Is there truly such a thing as "the standard Polywell view"?
I would describe that as what Bussard claimed and Nebel has agreed with. They have the experimental data, so...
But seeing as you seem to be the most prominent standard bearer of it ... I'll ask you directly ... is there any evidence we can point to that the ions never get far enough out of the potential well to see the electron sheath, i.e the beta=1 surface?
I'm basing that mostly on a vague recollection of something Rick said, which he probably gets from the PIC simulations and whatever other things they have going at EMC2. The Chacon paper might be relevant here too.
Surely some of them will become energetic enough to rise to this region?

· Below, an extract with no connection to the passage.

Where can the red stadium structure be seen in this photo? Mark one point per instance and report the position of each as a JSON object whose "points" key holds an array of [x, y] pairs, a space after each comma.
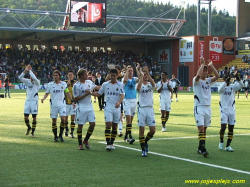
{"points": [[179, 56]]}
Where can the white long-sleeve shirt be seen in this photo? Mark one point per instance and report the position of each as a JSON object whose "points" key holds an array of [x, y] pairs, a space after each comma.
{"points": [[32, 87], [227, 95]]}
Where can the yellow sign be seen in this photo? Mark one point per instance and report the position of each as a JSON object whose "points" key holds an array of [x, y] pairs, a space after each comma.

Apparently not enough of them to matter much. We could probably set an upper limit if we did some math on WB-7 confinement.
This sounds like a cop out,
A cop out is exactly what it is. I'm more than happy to call the system too complex for this kind of thing, and there's very little chance I'm going to attempt to model it in software myself. Guilty as charged.

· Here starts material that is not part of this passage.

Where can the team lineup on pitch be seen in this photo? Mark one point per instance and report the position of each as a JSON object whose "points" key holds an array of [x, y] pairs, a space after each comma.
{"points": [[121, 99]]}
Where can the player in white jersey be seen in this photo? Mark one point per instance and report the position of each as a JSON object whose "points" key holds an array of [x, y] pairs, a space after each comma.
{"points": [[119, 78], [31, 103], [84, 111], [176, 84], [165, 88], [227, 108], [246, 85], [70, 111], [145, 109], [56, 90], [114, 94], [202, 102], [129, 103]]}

In the above statement, the inclusion of the word "dynamic" is a non-sequitur that may be more an attempt to bamboozle than add any useful information.
Innocent here, Your Honor. I mean this in the specific sense of "having a variable or constantly changing nature," i.e. something which requires a simulation rather than an equation.

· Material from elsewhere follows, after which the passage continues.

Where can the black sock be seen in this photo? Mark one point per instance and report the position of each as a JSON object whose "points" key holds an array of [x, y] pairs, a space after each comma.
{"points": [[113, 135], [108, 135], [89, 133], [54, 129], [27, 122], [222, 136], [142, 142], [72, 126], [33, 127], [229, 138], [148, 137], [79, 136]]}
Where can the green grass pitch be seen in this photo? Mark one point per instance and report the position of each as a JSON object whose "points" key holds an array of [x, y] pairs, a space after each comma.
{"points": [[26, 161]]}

you yourself have resorted many times to simplistic equations when it suits your cause
Well, some things are complex and dynamic and some aren't. Converting fusions to watts is relatively straightforward relative to modelling ion behavior. For instance, square wells give very different results than parabolic ones, but a watt is always a joule per second.
Actually, I'm surprised you would say that, Art has often been critical of me in the opposite direction.